In today’s culture, guns are often very demonized. With anti-gun culture and groups who support regulation, America is doomed. The right to bear arms was such a fundamental right that the founding fathers found it important enough to be in the Bill of Rights. Guns, whether you like them or not, are here to stay. The worst thing about the gun culture we live in today is people are so dead set on getting guns off the street and out of law abiding citizens hands that they would use means that wouldn’t work effectively. Some are so radical that they think that all guns need to be seized by the federal government. Some are almost reasonable in suggesting that all guns be registered. That doesn’t need to happen as 1.) It will do nothing to prevent crime or shootings, 2.) It is a huge overreach of government control and finally, 3.) registration leads to confiscation.
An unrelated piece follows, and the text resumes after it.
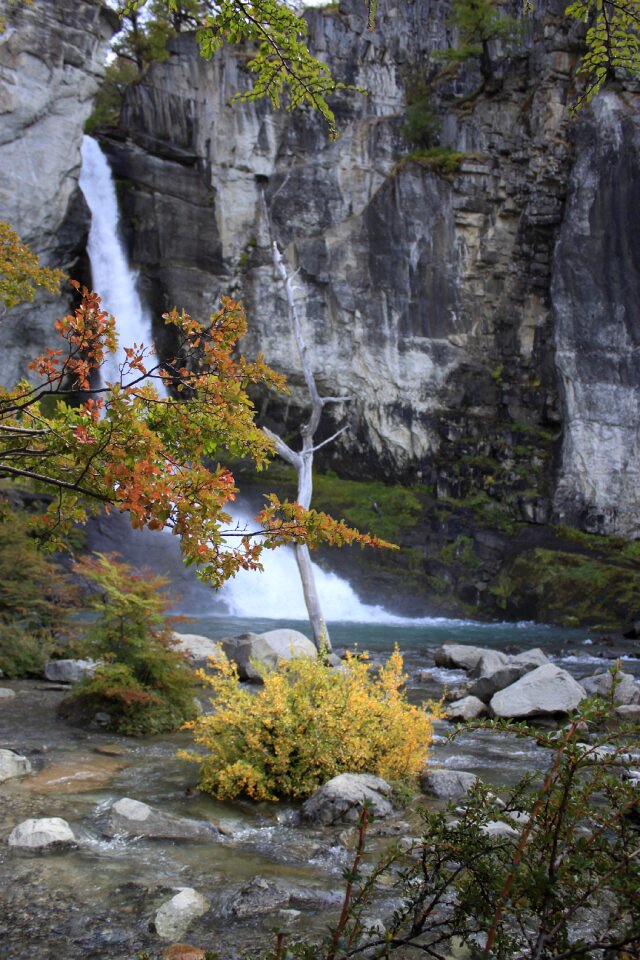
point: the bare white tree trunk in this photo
(302, 460)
A gun is a gun, it doesn’t matter if it’s registered or not. In the same breath, an unregistered gun can commit a crime the same as an registered one. In Boston, Cleveland, and California, registration of so called “assault weapons” is required by law. Their compliance rate? Not even 1 percent. Even when registration is required, it is not effective. According to a Congressional Research Committee, there are an estimated 310 million guns in the United States. The FBI estimates that 250-270 million of these are registered. That leaves approximately 40-60 million unregistered. It’s also very interesting to note that 78 percent of gun related crimes were committed with unregistered guns. Not even 1 percent of crimes committed with firearms are by legal gun owners with registered guns. This just goes to show that gun registration is an ineffective tool.
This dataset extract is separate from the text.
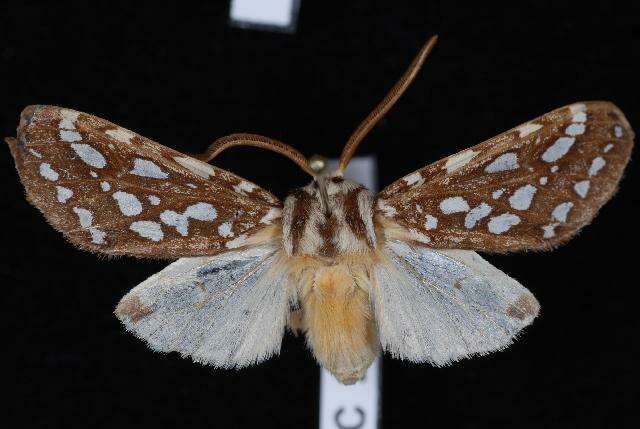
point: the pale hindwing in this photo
(443, 305)
(227, 310)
The government was not intended to babysit the people of America. It was intended to protect the rights that it was founded upon. One of these rights is the fundamental right to bear arms. By passing laws that limit and regulate sales, the federal government is undermining one of its original intentions. With every law passed that puts restrictions and regulations on guns, the government is further distancing itself from its brilliant founding fathers intentions, but more importantly from the people who are the ones that it is working for.
While I don’t like Franklin D. Roosevelt as a president, I do like his quote on government responsibility that says “I never forget that I live in a house owned by all the American people and that I have been given their trust.” With this in mind, the citizens should be the one who decide what laws and regulations should be placed upon them. According to a poll CNN took in 2011, 49 percent of Americans thought that protecting gun rights was important. Americans are for protecting their rights, rather than having them taken away. Therefore, the U.S. government should not be doing anything to implement stricter gun registration laws. The government was made to ensure rights to people, not slowly regulate them away, precisely what extensive gun regulation would do.
My final point many believe to be a conspiracy theory. Registration, in fact, does lead to confiscation. Let’s use progressive Canada for example. The country implemented a gun registration system in which people had to enter all long guns (rifles, shotguns, ARs). In 2011, a gun that resembled an AK, but shot a .22 caliber bullet, instead of the bigger 7.62x 39 that an AK usually shoots, was deemed illegal. A letter was sent to all the owners of that gun that read, “You are required by law to return your firearm registration certificates, without delay, either by mail to the address shown in the top left corner of this page or in person to a peace officer or firearms officers. You have 30 days to deliver your firearms to a peace officer, firearms officer of Chief Firearms Officer or to otherwise lawfully dispose of them,” and was sent by the Canadian Firearms Center. This is just one example of many of registration leading to confinstaction.
There are 600 Federal gun laws on the books. To me, that is 600 too many. Sure, guns have evolved with technology, but does that warrant a need to regulate them into the dirt? No. Gun registration does not need to be in effect, as it has relatively no effect on crime. Registration is a useless tool to curb gun violence.